MJUN Tech Note

Overview of PyTorch Multi-GPU [DataParallel, DistributedDataParallel, torchrun]

The machine learning library PyTorch provides several methods for training on multiple machines and GPUs. At the time of writing, PyTorch’s stable version is 1.11.0, but execution methods were changed/added in recent versions 1.9.0 and 1.10.0, so I’ll summarize them.

DataParallel vs DistributedDataParallel

There are two implementation methods for training with multiple GPUs in PyTorch:

  1. torch.nn.DataParallel
  2. torch.nn.DistributedDataParallel

The difference between these two is whether CPU cores assigned to multiple GPUs are one for all or multiple for each GPU.

nvidia-diff-parallel

As shown in the figure above1, due to Python’s GIL constraints, using DistributedDataParallel allows assigning individual CPU cores to each GPU, enabling full utilization of resources. The ability to run on multiple machines (Multi-node) is also a strength. In fact, the official documentation2 recommends DistributedDataParallel.

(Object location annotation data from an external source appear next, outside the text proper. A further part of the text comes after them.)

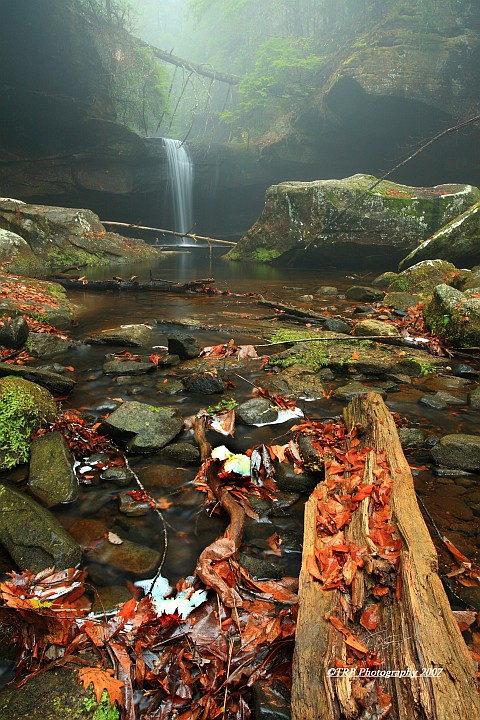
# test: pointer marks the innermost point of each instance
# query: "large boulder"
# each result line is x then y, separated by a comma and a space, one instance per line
32, 535
458, 242
348, 222
454, 315
143, 428
24, 406
60, 237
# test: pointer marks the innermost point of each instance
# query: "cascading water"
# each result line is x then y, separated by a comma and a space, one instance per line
180, 180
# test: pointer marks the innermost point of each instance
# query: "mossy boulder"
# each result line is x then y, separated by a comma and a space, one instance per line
454, 316
24, 406
424, 276
348, 222
458, 242
59, 236
55, 695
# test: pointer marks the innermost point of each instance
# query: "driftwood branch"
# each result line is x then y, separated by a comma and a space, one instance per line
193, 236
417, 628
133, 285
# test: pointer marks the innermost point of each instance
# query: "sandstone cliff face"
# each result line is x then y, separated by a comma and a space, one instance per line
344, 223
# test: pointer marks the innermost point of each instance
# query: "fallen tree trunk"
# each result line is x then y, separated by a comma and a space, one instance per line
416, 633
133, 285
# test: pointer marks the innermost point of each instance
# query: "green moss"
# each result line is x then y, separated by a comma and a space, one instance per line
103, 710
23, 408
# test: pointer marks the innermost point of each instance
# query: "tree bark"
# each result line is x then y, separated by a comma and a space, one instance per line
417, 630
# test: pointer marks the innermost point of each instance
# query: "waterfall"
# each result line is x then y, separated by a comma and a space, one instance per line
180, 180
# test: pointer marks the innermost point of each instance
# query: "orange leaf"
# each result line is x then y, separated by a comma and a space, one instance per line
102, 680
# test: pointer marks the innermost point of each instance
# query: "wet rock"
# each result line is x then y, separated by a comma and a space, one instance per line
57, 384
474, 399
124, 336
203, 383
376, 327
261, 569
134, 508
128, 557
457, 241
458, 451
384, 280
337, 326
52, 479
24, 406
364, 294
412, 437
298, 381
143, 428
424, 276
32, 535
326, 290
118, 475
45, 345
288, 481
271, 700
454, 315
256, 411
127, 367
351, 390
401, 301
14, 333
185, 346
54, 695
182, 452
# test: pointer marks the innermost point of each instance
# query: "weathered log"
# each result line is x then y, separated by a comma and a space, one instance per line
133, 285
417, 629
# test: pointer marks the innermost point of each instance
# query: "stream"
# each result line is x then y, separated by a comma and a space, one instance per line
452, 502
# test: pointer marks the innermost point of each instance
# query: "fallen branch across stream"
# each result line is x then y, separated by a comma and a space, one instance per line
120, 285
174, 233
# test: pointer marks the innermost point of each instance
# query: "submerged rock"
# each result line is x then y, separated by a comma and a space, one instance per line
454, 315
458, 451
346, 223
143, 428
32, 535
52, 478
24, 406
457, 241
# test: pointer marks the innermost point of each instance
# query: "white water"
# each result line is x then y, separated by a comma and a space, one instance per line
180, 181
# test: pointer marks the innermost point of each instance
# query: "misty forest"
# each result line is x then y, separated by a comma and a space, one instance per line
239, 360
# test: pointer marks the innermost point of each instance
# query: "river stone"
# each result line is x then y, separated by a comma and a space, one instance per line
185, 346
203, 383
375, 222
364, 294
454, 315
182, 452
32, 535
376, 327
457, 241
54, 695
354, 388
143, 428
52, 479
45, 345
124, 336
401, 301
128, 557
24, 406
127, 367
256, 411
474, 399
14, 333
57, 384
458, 451
411, 437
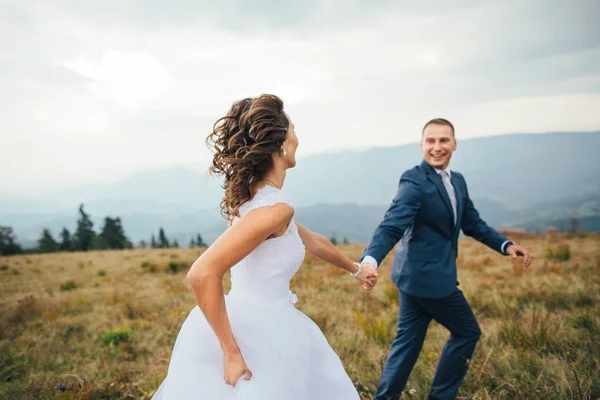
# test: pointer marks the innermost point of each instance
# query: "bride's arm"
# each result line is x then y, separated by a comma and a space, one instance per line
321, 247
206, 274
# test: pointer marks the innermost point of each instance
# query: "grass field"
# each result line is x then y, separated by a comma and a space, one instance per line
101, 325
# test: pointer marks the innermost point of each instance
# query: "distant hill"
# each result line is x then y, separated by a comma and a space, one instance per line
520, 180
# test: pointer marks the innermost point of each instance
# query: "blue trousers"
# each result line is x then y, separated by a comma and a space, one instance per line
454, 313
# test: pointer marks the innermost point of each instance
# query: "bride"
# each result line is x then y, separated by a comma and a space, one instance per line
253, 344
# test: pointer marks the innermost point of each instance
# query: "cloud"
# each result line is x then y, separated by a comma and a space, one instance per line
94, 90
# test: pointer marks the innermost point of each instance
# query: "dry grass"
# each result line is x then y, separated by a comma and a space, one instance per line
101, 325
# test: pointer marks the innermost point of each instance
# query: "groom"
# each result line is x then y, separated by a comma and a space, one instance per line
431, 206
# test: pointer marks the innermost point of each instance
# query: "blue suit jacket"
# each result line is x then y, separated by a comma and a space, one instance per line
421, 218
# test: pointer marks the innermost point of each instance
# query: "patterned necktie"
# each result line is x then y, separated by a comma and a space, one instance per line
450, 190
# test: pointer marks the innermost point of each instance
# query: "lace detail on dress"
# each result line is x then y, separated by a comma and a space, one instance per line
266, 196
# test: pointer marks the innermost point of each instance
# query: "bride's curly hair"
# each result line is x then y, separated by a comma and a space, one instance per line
244, 142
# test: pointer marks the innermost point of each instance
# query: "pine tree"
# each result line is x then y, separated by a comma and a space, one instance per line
113, 234
163, 242
8, 242
47, 244
84, 235
66, 243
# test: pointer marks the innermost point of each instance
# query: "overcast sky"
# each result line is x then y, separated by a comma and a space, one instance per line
93, 91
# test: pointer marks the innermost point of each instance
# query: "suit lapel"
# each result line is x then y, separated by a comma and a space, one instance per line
458, 193
436, 179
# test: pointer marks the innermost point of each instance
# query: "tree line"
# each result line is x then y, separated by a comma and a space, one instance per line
110, 237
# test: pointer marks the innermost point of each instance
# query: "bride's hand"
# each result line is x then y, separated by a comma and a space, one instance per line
368, 276
235, 368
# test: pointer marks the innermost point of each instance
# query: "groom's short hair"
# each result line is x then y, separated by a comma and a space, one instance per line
438, 121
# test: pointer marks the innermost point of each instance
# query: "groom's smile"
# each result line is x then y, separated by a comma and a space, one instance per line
437, 145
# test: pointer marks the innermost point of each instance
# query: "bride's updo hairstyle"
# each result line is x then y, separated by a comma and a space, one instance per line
244, 142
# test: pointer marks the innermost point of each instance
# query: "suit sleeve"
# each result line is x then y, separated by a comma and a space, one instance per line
397, 219
472, 225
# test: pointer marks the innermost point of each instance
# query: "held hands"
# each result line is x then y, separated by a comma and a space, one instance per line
515, 250
368, 276
235, 368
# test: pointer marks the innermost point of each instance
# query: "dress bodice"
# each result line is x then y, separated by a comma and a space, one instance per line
266, 272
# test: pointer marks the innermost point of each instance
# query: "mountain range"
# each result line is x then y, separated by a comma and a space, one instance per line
523, 181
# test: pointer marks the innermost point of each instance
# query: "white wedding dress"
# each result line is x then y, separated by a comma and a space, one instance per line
288, 355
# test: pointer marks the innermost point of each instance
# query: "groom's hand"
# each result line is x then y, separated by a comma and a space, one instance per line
514, 250
368, 276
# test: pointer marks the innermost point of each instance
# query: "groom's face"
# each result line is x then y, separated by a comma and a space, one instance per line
437, 145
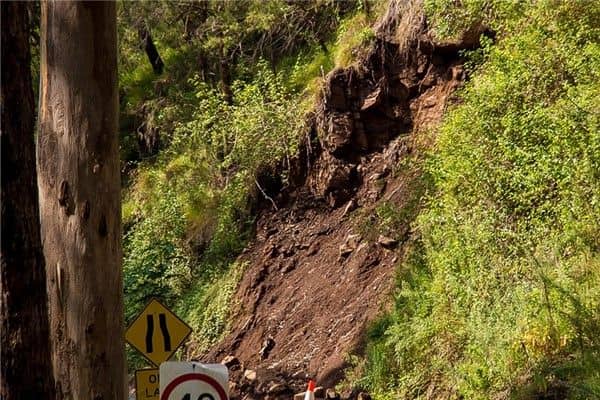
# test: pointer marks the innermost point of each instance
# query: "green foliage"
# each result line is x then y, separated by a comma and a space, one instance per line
186, 209
207, 307
500, 295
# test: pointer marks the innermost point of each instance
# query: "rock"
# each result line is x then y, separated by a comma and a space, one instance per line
387, 242
250, 374
268, 345
299, 375
363, 396
319, 392
277, 388
345, 250
351, 206
230, 361
348, 394
349, 245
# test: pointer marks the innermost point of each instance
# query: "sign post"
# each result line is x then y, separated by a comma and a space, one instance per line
156, 333
193, 381
146, 384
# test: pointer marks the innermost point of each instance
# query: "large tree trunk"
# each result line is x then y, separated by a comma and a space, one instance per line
26, 371
151, 50
78, 164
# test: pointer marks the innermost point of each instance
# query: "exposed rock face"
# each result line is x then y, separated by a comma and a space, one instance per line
313, 282
365, 106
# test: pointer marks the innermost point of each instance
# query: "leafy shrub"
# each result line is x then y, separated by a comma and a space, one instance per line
501, 296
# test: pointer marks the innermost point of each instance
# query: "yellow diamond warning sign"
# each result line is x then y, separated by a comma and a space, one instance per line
146, 384
157, 332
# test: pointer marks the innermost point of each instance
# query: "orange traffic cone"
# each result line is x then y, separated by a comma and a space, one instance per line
310, 392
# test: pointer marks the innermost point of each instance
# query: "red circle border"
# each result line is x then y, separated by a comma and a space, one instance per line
193, 377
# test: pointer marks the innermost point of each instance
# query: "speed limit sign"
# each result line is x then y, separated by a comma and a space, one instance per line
193, 381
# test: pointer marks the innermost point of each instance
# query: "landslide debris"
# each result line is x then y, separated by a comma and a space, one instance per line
316, 275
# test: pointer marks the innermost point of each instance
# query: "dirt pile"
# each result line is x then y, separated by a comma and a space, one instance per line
317, 272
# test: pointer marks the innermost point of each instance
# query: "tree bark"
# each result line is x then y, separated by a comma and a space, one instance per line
26, 371
79, 180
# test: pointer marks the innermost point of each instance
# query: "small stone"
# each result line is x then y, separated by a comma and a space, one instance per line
250, 374
345, 250
319, 392
387, 242
351, 206
230, 361
299, 375
348, 394
268, 345
277, 388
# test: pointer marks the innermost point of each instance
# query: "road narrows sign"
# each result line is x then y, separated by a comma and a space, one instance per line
146, 384
157, 332
193, 381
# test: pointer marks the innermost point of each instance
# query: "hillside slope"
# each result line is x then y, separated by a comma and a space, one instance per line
322, 264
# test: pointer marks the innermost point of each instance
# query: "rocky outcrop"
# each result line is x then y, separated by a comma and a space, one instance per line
365, 106
316, 276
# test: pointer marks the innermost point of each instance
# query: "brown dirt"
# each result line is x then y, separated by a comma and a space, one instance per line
303, 303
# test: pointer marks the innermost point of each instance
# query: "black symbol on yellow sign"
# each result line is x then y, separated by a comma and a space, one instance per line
157, 332
163, 329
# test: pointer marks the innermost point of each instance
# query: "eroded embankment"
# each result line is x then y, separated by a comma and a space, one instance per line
318, 271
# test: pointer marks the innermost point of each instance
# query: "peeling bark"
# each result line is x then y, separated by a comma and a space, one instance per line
26, 371
79, 182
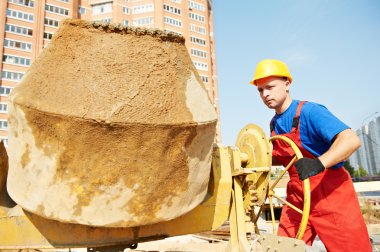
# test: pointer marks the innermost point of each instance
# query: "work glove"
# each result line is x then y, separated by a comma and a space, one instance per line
307, 167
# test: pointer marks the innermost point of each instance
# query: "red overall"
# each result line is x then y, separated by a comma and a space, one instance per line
334, 211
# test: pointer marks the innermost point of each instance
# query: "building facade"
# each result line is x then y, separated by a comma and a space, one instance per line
27, 26
368, 155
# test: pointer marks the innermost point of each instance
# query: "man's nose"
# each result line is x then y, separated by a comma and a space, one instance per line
265, 93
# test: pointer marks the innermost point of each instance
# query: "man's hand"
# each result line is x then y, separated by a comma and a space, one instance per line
307, 167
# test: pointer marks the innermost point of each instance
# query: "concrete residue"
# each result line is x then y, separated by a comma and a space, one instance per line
118, 132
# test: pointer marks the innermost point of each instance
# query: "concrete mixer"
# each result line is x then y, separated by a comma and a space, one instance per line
111, 143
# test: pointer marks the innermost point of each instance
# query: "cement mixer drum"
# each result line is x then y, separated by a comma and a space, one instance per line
111, 126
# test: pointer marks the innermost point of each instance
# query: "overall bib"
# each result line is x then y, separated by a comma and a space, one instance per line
334, 210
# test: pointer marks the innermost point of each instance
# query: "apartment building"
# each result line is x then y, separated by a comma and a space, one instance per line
27, 26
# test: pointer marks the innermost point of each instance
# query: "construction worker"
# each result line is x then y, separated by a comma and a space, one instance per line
325, 143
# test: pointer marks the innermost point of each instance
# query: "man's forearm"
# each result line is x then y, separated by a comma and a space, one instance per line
346, 142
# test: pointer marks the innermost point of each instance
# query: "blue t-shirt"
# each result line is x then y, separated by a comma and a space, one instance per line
318, 126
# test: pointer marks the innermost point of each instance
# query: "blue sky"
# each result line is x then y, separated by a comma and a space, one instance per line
332, 49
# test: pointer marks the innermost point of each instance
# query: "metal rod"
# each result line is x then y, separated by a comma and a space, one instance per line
288, 203
283, 172
272, 214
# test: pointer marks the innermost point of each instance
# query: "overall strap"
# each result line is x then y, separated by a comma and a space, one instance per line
271, 125
296, 118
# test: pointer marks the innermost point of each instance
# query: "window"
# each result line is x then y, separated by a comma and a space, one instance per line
28, 3
20, 15
101, 8
56, 10
10, 59
19, 30
12, 76
198, 29
3, 108
204, 78
5, 91
172, 9
199, 53
172, 21
17, 45
200, 65
197, 17
3, 124
142, 8
196, 6
82, 10
48, 35
51, 22
175, 32
198, 41
143, 21
5, 141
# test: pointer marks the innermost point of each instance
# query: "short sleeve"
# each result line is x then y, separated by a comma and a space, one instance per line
323, 124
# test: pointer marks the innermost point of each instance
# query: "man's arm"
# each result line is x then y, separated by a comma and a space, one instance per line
345, 143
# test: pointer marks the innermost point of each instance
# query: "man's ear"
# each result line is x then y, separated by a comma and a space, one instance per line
287, 85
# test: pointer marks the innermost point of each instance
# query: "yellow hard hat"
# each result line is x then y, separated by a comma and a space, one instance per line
271, 67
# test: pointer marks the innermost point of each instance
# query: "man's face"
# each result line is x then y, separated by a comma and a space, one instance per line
273, 91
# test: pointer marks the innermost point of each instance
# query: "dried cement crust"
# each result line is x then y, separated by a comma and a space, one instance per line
111, 126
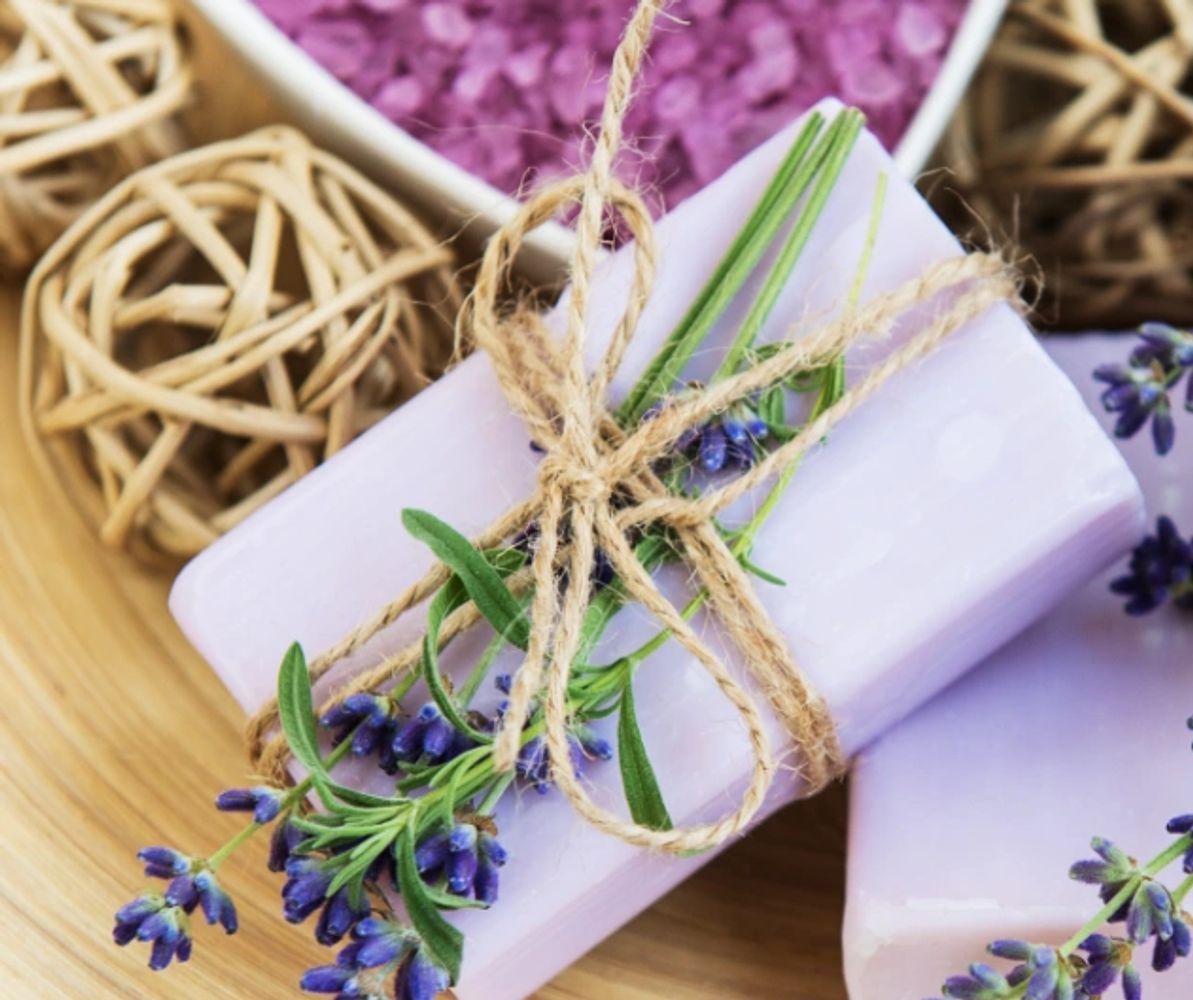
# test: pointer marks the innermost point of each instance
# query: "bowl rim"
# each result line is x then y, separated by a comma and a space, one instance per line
337, 117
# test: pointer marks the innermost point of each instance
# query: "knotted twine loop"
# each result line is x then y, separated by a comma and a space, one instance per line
595, 486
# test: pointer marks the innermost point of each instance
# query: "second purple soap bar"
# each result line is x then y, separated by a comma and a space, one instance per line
965, 818
938, 522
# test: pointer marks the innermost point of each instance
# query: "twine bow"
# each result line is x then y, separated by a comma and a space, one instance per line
597, 488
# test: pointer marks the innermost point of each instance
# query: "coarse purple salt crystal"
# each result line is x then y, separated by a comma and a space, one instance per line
535, 73
674, 50
377, 6
767, 75
524, 68
920, 31
335, 44
447, 24
489, 48
290, 14
400, 97
570, 73
876, 84
678, 99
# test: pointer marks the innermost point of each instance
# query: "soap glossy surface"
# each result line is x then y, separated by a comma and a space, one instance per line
965, 818
940, 520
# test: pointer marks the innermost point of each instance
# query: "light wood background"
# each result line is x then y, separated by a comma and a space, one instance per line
113, 735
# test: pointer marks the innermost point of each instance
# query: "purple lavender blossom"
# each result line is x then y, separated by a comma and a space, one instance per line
164, 920
263, 802
428, 738
306, 888
467, 858
216, 903
165, 862
1138, 390
339, 915
369, 720
729, 440
378, 942
1161, 568
420, 979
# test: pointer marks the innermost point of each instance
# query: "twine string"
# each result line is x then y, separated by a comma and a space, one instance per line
595, 487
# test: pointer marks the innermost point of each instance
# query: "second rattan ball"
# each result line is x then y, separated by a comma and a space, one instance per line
218, 325
1076, 140
88, 90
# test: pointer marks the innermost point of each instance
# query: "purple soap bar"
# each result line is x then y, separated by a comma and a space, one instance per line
941, 519
965, 818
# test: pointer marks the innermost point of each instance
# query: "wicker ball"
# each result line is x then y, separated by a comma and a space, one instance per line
90, 88
220, 323
1076, 140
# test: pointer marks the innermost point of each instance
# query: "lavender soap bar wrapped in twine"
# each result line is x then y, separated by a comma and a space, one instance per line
968, 492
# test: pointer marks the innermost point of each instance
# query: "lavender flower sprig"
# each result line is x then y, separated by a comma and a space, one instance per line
434, 839
1161, 569
1138, 390
1093, 962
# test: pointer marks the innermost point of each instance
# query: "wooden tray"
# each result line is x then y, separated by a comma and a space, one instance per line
115, 734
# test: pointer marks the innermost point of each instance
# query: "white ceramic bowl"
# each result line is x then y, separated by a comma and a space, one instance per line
340, 121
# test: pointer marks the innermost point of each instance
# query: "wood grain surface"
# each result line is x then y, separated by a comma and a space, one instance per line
115, 734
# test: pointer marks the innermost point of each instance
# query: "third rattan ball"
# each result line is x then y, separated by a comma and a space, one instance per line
218, 325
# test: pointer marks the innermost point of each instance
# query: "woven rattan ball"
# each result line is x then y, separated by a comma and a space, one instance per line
220, 323
1076, 140
88, 90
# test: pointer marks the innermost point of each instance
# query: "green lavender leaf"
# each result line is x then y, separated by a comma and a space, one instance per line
773, 208
482, 582
297, 714
444, 940
347, 801
762, 574
296, 710
642, 794
447, 901
451, 596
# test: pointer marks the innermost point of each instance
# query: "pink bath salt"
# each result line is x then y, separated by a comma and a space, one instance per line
524, 68
337, 44
569, 74
920, 31
674, 51
400, 97
678, 99
446, 24
876, 84
535, 72
768, 74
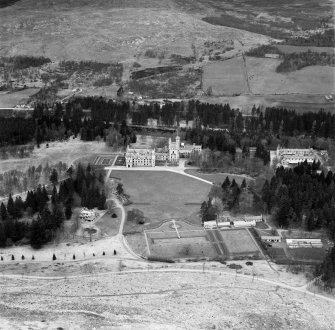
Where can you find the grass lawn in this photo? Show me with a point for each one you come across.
(192, 242)
(216, 177)
(163, 195)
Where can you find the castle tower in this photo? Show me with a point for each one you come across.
(174, 148)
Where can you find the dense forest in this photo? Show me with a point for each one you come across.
(321, 39)
(327, 270)
(229, 129)
(302, 197)
(50, 209)
(297, 61)
(229, 196)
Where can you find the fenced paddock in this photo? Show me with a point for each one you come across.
(175, 239)
(240, 243)
(178, 239)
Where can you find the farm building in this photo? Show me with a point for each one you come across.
(256, 218)
(210, 224)
(271, 239)
(304, 242)
(242, 223)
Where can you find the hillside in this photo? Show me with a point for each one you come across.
(108, 30)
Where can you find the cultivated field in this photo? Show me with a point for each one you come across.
(9, 100)
(158, 300)
(264, 79)
(163, 195)
(307, 254)
(217, 177)
(239, 243)
(107, 225)
(288, 49)
(73, 150)
(300, 102)
(192, 241)
(225, 77)
(105, 30)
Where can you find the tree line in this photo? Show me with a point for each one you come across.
(49, 209)
(228, 197)
(302, 197)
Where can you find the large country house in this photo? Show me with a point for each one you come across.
(139, 155)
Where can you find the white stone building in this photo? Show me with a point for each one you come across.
(139, 155)
(292, 157)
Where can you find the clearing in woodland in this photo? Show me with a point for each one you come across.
(162, 194)
(70, 151)
(225, 77)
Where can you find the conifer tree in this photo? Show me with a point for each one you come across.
(54, 177)
(3, 237)
(3, 212)
(68, 210)
(10, 206)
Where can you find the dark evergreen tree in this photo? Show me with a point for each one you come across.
(3, 212)
(54, 177)
(10, 206)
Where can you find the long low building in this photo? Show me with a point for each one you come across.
(292, 157)
(304, 242)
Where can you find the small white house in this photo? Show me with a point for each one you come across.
(87, 215)
(210, 224)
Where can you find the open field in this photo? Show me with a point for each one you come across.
(264, 79)
(161, 194)
(106, 30)
(107, 225)
(288, 49)
(225, 77)
(277, 19)
(105, 160)
(73, 150)
(9, 100)
(192, 241)
(239, 243)
(217, 177)
(159, 300)
(300, 102)
(307, 254)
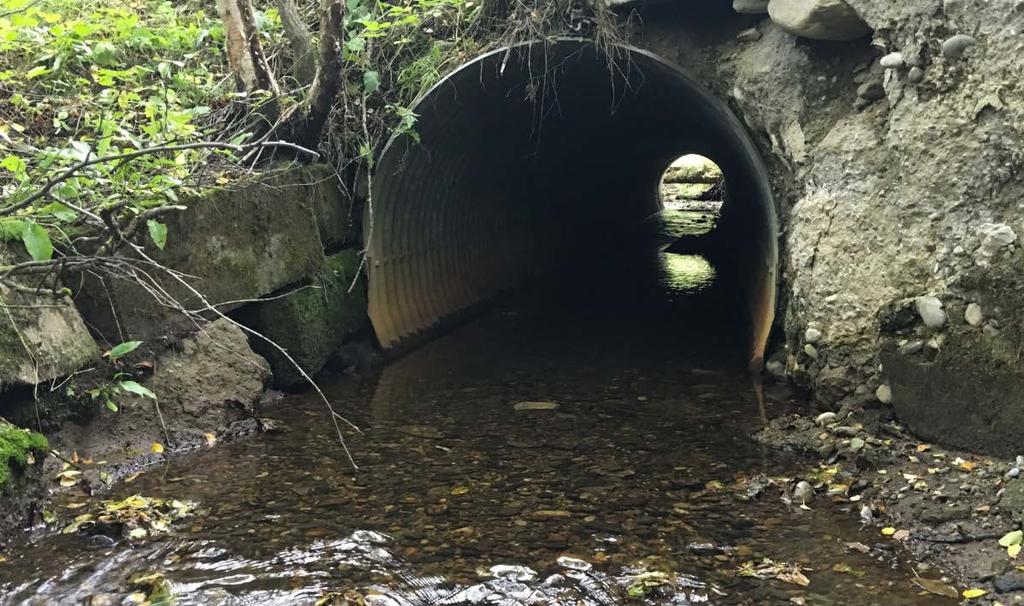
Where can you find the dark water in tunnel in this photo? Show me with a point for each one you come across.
(630, 478)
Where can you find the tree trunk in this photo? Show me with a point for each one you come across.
(237, 45)
(303, 53)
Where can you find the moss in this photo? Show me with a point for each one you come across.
(15, 445)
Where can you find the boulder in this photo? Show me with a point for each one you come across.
(818, 19)
(41, 337)
(310, 322)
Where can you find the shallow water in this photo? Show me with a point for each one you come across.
(633, 479)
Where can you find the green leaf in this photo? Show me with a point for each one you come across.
(59, 211)
(133, 387)
(37, 242)
(11, 229)
(158, 232)
(36, 72)
(371, 81)
(122, 349)
(1013, 537)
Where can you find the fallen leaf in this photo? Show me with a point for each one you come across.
(536, 405)
(936, 587)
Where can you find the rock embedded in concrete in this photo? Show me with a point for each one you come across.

At this point, the merits of DataParallel might not be apparent, but looking at implementation differences reveals the advantages.

First, the DataParallel implementation is as follows:

import torch

model = hoge()
+ model = torch.nn.DataParallel(model, device_ids=[0,1,2,3])

As shown above, you can implement it by simply wrapping an existing model (torch.nn.Model) with torch.nn.DataParallel, changing just one line of existing code.

Next, let’s check an implementation example of DistributedDataParallel:

import os
import torch
import torch.distributed as dist
from torch.nn.parallel import DistributedDataParallel as DDP
from torch.utils.data.distributed import DistributedSampler

# Local Rank indicates which GPU process number
# When GPU ID = 1, local_rank=1
local_rank = os.getenv('LOCAL_RANK', 0)

# Define communication method and initialize process group
dist.init_process_group(backend='nccl', init_method='env://')

dataset = Dataset(hoge)

# Use DistributedSampler
sampler = DistributedSampler(dataset, rank=local_rank)
dataloaders = torch.utils.data.DataLoader(dataset,
                                          batch_size=16,
                                          sampler=Distributed)

# Wrap with DistributedDataParallel
model = Model(fuga)
model = DDP(model)

# ...

# Training completion
dist.destroy_process_group()

DistributedDataParallel is designed to use the same syntax for both single and multi-machine cases, so there are many new parts to implement. With multiprocessing, you need to be aware of which process you’re currently in while implementing.

As shown above, DataParallel can change existing code with one line, but DistributedDataParallel requires some additional implementation. For easily trying multi-GPU training, use DataParallel.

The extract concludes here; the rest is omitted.